The proposal to designate the inland waters of the Pacific Northwest, from Desolation Sound in British Columbia to Puget Sound in Washington, as the "Salish Sea" has taken a major step forward.
In a decision made in August, but only made known to the Washington State Board of Geographic Names this month, the British Columbia Geographical Names Office has endorsed adopting of the name by the Geographic Names Board of Canada, if Washington and the U.S. do the same.
Because the the body of water lies on both sides of the U.S.-Canada border, getting sign-off from both countries is seen as essential to final adoption of the name.
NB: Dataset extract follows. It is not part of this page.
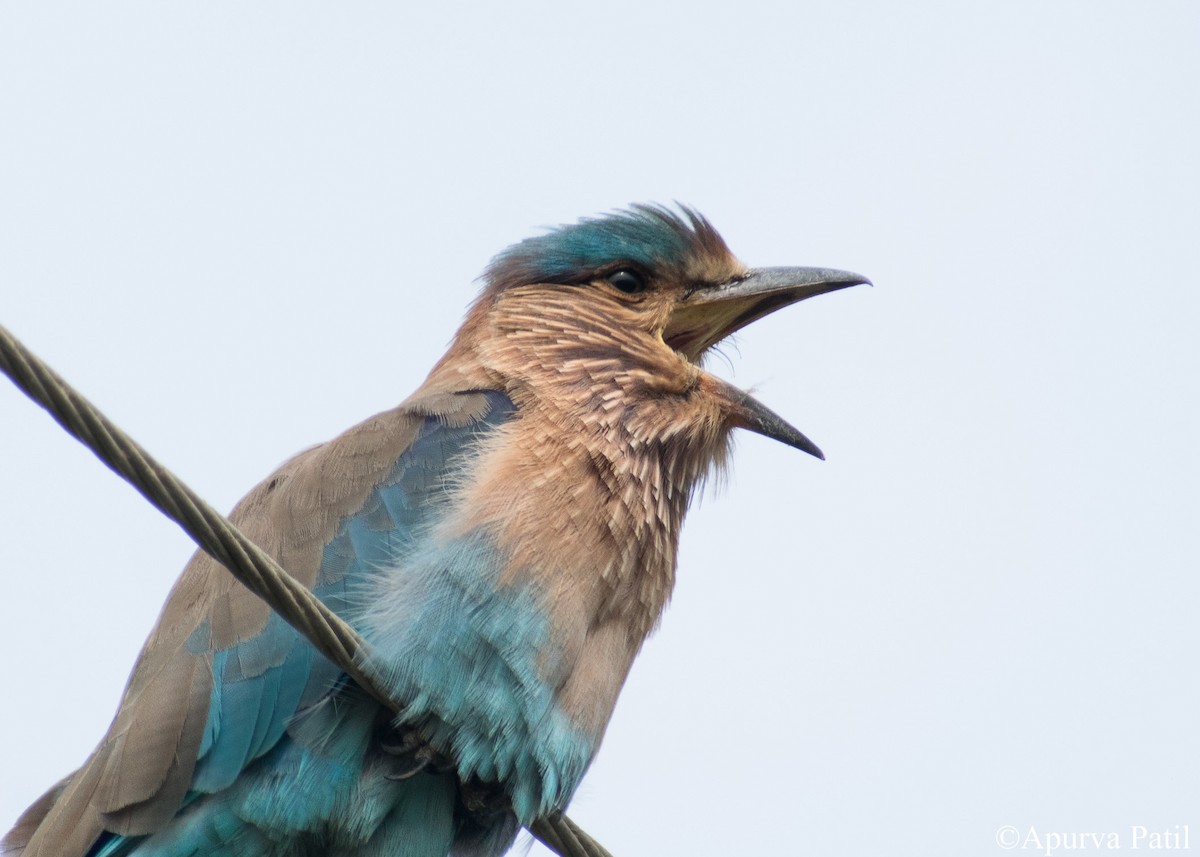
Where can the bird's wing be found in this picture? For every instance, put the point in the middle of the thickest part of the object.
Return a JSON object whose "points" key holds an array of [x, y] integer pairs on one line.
{"points": [[221, 675]]}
Both the B.C. and Washington Names boards have been working cooperatively to gather input for making a decision. The Washington Board meets Oct. 30 to make a final call on adopting or rejecting the proposal. Input in favor of the name has been stronger than that against, according to Caleb Maki of the Washington Department of Natural Resources. The B.C. approval will likely weigh heavily and favorably with the Washington Board.
One major difference between this proposal and some previous is that the name Salish Sea would not replace any existing names: Puget Sound would remain that, as would Haro Strait, Georgia Strait, the Strait of Juan de Fuca, and other well known features. The best comparison is that it is akin to the "Great Lakes," which refers to a collection of lakes in the U.S. and Canada, but does not supplant Lake Michigan or Lake Superior.
In the B.C. Names Office's recommendation, dated Aug. 7, Janet Mason, B.C. member of the Canadian Names board, cites the fact the the "Salish Sea" is already in common use among resource management professionals; is already in general public use; has been endorsed by the Coast Salish Gathering, a regional tribal organization; has generated positive public feedback, and would not alter existing names.
A quick survey of feedback gathered by the B.C. and Washington boards indicates that most objectors to the idea — setting aside the misconception that names like Puget Sound would be changed — consider it a waste of time or an attempt to ride the "hobby horse," as one complainant expressed it, of political correctness.
Boosters hope the new name will help tie the region together around greater awareness of the Salish Sea ecosystem, and argue that it gives recognition to indigenous inhabitants of the region. Northwest tourism businesses in the area already use the name frequently to promote cruises, whale watching and other activities.